Bencana Dipicu Hujan Ekstrem dan Degradasi Lingkungan
Kombinasi sejumlah faktor cuaca memicu hujan ekstrem di sejumlah wilayah, termasuk di Kalsel. Namun, bencana banjir dan longsor tak terlepas dari penurunan daya dukung lingkungan akibat perubahan alih fungsi lahan.
Oleh
Ahmad Arif
·5 menit baca
JAKARTA, KOMPAS — Kombinasi sejumlah faktor cuaca telah memicu hujan ekstrem di sejumlah wilayah, termasuk Kalimantan Selatan. Namun, bencana banjir dan longsor tidak bisa dilepaskan dari menurunnya daya dukung lingkungan akibat perubahan tata guna lahan.

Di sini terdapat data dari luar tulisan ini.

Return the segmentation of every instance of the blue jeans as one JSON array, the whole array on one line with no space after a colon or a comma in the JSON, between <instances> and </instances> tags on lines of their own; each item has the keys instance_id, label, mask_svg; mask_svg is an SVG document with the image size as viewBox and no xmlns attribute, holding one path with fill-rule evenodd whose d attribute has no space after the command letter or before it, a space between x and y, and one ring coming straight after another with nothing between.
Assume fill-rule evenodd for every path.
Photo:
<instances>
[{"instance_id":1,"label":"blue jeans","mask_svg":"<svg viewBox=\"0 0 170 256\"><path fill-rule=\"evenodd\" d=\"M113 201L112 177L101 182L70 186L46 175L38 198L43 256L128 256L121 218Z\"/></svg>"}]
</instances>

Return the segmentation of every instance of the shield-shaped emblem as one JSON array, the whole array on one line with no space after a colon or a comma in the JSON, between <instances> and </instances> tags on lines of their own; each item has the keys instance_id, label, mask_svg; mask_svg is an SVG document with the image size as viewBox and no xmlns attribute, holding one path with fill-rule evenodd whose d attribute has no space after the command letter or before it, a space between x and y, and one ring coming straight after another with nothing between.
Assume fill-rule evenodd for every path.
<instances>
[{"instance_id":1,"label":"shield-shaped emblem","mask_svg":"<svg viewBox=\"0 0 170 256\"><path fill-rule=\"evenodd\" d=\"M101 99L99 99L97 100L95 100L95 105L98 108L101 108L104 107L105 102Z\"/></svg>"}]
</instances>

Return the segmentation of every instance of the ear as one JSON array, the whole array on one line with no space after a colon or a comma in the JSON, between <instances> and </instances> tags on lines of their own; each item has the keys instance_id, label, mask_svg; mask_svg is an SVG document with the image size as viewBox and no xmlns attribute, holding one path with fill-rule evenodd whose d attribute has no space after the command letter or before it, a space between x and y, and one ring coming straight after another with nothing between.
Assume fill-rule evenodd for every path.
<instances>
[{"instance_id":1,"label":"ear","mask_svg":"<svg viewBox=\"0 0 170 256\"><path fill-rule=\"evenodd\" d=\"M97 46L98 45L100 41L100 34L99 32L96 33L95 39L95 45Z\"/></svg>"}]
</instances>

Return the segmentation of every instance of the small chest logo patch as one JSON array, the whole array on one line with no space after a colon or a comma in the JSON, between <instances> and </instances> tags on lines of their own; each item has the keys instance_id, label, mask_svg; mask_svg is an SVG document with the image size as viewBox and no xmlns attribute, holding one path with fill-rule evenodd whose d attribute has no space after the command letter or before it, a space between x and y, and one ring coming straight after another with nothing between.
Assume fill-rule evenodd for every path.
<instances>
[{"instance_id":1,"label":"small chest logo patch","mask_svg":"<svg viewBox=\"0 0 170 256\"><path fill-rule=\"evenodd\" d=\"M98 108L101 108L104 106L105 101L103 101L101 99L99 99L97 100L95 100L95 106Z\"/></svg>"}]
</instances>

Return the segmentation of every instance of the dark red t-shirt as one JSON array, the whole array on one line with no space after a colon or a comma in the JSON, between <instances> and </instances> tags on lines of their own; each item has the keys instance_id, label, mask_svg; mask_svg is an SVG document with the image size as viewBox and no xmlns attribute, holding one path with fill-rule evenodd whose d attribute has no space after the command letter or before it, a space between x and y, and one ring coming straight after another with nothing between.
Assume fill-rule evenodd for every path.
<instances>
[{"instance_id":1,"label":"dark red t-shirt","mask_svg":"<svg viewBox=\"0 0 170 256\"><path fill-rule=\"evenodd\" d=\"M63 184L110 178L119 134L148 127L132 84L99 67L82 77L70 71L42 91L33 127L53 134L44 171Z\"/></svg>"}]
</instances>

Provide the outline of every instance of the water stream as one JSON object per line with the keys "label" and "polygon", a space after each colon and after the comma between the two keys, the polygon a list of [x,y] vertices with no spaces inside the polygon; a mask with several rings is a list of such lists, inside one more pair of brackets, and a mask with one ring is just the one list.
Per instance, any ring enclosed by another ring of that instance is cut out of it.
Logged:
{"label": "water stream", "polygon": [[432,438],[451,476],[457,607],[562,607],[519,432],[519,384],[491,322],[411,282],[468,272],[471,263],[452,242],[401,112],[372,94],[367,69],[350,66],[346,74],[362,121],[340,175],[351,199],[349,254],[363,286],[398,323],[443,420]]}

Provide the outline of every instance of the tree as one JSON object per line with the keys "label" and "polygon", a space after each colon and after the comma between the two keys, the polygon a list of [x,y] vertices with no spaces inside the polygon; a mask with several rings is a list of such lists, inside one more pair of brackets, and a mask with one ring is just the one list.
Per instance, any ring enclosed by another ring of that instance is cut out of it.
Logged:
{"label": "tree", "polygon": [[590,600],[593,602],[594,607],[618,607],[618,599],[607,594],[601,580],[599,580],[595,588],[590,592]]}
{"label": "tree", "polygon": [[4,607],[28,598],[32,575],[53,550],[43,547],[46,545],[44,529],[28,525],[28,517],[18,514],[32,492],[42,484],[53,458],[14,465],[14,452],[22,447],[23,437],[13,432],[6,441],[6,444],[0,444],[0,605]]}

”Lokasi banjir di Kalimantan Selatan ini terjadi di sepanjang aliran Sungai Barito di mana dari evaluasi yang ada kondisi infrastruktur ekologisnya, yaitu jasa lingkungan pengatur air, sudah tidak memadai. Oleh karena itu tidak mampu lagi menampung aliran air masuk,” kata Direktur Jenderal Pengendalian Pencemaran dan Kerusakan Lingkungan (PPKL) MR Karliansyah, Selasa (19/1/2021).
Karliansyah mengatakan, Sungai Amandit, Sungai Balangan, dan Sungai Martapura yang saat ini meluap merupakan bagian dari sistem Daerah Aliran Sungai (DAS) Barito yang melintas di empat provinsi. Total luasan DAS Barito ini mencapai 6,2 juta hektar (ha), meliputi 4,4 juta ha di Kalimantan Tengah, 1,8 juta ha di Kalimantan Selatan (Kalsel), 8.000ha di Kalimantan Timur, dan 590 ha di Kalimantan Barat.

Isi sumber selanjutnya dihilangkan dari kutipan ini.